前記、RF Front-End Configuration> SDR hardware coupling> [SDR on IF output,which is controlled]の[by HRD(DDE)]をセットし、HRDと同期を取る場合は、この設定を併せて行う必要がある。
Omni-Rig(オムニ リグ)を設定するには、COMコンポーネントの組み込みが必要になるため、このサイトの[Omni-Rig のインストール]を参照すること。
Omni-Rig(オムニ リグ)の同期の方法を設定する。
Omni-Rig Setup
Omni-Rigと同期させるリグの設定項目をプルダウンメニューから選択する。
※ 参考、上画像のリグ1は、ICOM IC-706を同期させるために、各項目を設定したものである。
sync Rig1
Omni-Rigにリグのセットアップが終わると、セットアップした順番に同期させるリグが表示されるため、運用する表示にチェックを入れる。
sync to Omni-Rig
Omni-Rigを同期させる。
sync from Omni-Rig
Omni-Rigからの同期を受ける。
sync Tune frequency
Tuneと同調させる。
sync LO frequency
LOと同調させる。
sync Modulation
復調モードを同期させる。
set Converter Offset
コンバータのオフセットを設定する。
Swap CW and CW-R
CWとCW-Rを入れ替える。
HDSDRをシリアル経由で、CATインターファイス制御する場合にセットする。
HDSDRの送信設定や外部PTT SWを付ける場合などに使用する。ここでは詳細については割愛する。
SDR TX Support
送信に使用するソフトを有効にする。
これらの項目をクリックすると、下画像[Warning]の小窓に「あなたのライセンスに従ってください・・・」との警告が出るが、[Yes]を選択すると同時に[TXボタン](PTT SW)が有効になる。
mute RX audio on TXチェックを入れると、送信時に音声をミュートする。
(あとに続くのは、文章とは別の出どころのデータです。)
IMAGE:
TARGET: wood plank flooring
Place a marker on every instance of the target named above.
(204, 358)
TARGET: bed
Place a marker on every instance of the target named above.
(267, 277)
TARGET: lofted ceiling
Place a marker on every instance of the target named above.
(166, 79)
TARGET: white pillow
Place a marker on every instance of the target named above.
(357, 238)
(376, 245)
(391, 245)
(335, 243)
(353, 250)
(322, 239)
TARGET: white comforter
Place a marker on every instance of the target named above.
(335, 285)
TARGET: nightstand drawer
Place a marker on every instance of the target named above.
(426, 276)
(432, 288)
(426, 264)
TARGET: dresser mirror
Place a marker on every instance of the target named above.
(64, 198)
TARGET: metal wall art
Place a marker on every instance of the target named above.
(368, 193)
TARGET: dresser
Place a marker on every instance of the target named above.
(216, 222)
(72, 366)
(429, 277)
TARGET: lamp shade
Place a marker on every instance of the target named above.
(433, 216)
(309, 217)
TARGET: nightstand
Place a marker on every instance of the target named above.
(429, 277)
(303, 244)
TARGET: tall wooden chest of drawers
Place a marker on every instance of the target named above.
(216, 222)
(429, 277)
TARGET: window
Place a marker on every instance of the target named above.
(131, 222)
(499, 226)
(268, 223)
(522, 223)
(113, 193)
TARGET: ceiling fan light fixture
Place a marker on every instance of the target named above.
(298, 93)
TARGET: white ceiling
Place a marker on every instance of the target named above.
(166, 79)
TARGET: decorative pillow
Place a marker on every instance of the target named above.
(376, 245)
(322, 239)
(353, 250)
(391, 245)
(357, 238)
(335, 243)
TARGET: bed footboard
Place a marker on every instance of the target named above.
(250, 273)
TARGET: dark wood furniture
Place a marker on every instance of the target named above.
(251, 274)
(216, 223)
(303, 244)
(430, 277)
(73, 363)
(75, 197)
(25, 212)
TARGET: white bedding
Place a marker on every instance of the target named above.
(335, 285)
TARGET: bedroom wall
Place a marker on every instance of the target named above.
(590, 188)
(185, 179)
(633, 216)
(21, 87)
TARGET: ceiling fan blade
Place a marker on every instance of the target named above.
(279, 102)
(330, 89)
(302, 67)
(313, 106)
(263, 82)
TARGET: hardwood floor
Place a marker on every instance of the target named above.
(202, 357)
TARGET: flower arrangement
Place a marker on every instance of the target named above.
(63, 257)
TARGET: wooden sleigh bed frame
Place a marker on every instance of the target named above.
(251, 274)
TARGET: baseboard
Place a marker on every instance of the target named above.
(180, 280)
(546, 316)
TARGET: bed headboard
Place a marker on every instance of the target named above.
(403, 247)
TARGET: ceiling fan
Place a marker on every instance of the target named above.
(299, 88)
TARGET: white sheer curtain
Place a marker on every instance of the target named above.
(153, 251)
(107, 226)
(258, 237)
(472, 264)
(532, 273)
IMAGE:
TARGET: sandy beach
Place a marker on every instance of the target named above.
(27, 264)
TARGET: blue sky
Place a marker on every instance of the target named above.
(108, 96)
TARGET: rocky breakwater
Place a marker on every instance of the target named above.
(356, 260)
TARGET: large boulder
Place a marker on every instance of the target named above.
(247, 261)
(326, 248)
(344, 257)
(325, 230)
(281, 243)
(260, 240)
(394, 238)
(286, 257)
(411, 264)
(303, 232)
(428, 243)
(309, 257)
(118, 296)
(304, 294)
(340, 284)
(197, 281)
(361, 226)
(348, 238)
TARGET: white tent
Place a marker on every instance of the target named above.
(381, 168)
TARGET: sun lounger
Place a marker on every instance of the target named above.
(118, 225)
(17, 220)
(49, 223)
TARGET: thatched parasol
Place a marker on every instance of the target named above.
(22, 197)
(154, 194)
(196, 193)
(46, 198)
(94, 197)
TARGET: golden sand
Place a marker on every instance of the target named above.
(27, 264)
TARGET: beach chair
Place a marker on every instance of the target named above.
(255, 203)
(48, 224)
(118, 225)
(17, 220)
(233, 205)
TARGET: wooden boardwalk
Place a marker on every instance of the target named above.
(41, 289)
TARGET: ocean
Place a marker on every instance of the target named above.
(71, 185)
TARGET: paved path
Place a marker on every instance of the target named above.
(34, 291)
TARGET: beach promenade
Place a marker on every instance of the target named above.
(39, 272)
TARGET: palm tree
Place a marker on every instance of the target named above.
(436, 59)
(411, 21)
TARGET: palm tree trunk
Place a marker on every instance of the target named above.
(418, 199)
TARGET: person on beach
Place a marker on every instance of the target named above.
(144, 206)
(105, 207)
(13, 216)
「HDSDRを使用してみたいが英語版のため難しい。」という声が多かったため、HDSDRのオプション設定項目の内容に限定して分かる範囲で記したが、詳細な使用方法については各々項目を試してみて各自に合った設定を決定するべきであろう。
使いながらいろいろと試しているとすぐに要領が分かってくる。また、正規マニュアルはないため、詳細については英語表記だが、➡ ここが参考になるだろう。